List Length in Prolog

Fery picture Fery · Oct 7, 2013 · Viewed 48.6k times · Source

I am beginner in Prolog programming. I wrote this program to calculate the length of a list. Why is below program wrong?

length(0, []).
length(L+l, H|T) :- length(L, T).

I wrote below program and it works correctly.

length([], 0).
length([H|T], N) :- length(T, N1), N is N1+1.

when I changed the order, I got an error. Why?

length([], 0).
length([H|T], N) :- N is N1+1, length(T, N1).

Answer

Nicholas Carey picture Nicholas Carey · Oct 7, 2013

You need to use an accumulator. While you could do something like this:

list_length([]     , 0 ).
list_length([_|Xs] , L ) :- list_length(Xs,N) , L is N+1 .

which will recurse all the way down to the end of the list and then, as each invocation returns, add one to the length, until it gets back to the top level with the correct result.

The problem with this approach is that each recursion pushes a new stack frame on the stack. That means you will [eventually] run out of stack space given a long enough list.

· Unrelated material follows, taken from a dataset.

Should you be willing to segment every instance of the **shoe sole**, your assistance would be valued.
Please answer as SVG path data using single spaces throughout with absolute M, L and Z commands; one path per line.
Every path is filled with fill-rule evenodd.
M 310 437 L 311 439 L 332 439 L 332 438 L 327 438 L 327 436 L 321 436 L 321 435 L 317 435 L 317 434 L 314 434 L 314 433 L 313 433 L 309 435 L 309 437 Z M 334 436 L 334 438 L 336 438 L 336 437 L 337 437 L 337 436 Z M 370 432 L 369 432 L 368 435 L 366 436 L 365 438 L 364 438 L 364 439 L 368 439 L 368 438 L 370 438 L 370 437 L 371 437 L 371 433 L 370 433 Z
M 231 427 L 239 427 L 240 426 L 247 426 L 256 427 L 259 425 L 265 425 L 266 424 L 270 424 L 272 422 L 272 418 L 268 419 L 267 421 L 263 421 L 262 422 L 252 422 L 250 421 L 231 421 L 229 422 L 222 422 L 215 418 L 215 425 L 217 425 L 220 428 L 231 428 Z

Instead, use a tail-recursive intermediary, like this:

list_length(Xs,L) :- list_length(Xs,0,L) .

list_length( []     , L , L ) .
list_length( [_|Xs] , T , L ) :-
  T1 is T+1 ,
  list_length(Xs,T1,L)
  .

This code seeds a worker predicate that carries an accumulator, seeded with 0. On each recursion it creates a new accumulator whose value is the current value + 1. When the end of the list is reached, the value of the accumulator is unified with the desired result.

The prolog engine is smart enough (TRO/Tail Recursion Optimization) to see that it can reuse the stack frame on each call (since none of the locals are used after the recursive call), thus neatly converting the recursion into iteration.